The Cambridge History of English and American Literature in 18 Volumes (1907–21).
Volume IV. Prose and Poetry: Sir Thomas North to Michael Drayton.
§ 11. Thomas James and Luke Fox
We find the literary expression of this controversy in two volumes, which are almost, if not quite, the earliest separately published English narratives of voyages in search of a north-west passage. These are The Strange and Dangerous Voyage of Captain Thomas James in his Intended Discovery of the North-West Passage into the South Sea (1633), and the whimsically named North-West Fox; or Fox from the North-West Passage, of captain Luke Fox of Hull (1635). These explorers were both engaged in their work in 1631, and met in the icy regions, their work, apparently, being inspired by the healthful rivalry of the Bristol and London merchants. James, who was furnished with a ship by the merchants of Bristol, and is said to have belonged to a good family, was a man of education, and a scientific seaman, who, while knowing the importance of setting sail in a well-found vessel with a trained company, was sensible of the necessity of a proper knowledge of navigation, and of being supplied with proper instruments. Accordingly, before putting to sea, he endeavoured to extend his former studies by obtaining journals, plots (or charts), descriptions, or whatever would assist him, and set skilful craftsmen to make quadrants, staves, semicircles and compass-needles. The narrative of his voyage is very interesting as a picture of the life of the explorer in those times, and of professional seamen at work. Fox, on the other hand, belonged to the old school. He had spent his whole life in the practical business of the sea.

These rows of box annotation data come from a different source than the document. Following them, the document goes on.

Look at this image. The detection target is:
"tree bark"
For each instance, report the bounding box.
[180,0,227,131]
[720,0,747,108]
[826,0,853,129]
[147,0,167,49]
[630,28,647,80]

But Fox was not so insensible of the value of written experience as his words might imply, for he, like Eden, Hakluyt and Purchas, was a collector of voyages, and he deserves an honourable place here because his volume includes an account of expeditions from early times down to Baffin and some later discoverers. The narratives of James and Fox have been reprinted in a single volume by the Hakluyt society. They did not explore beyond the bay which takes its name, to use Purchas’s expression, from “that worthy irrecoverable discoverer,” Hudson.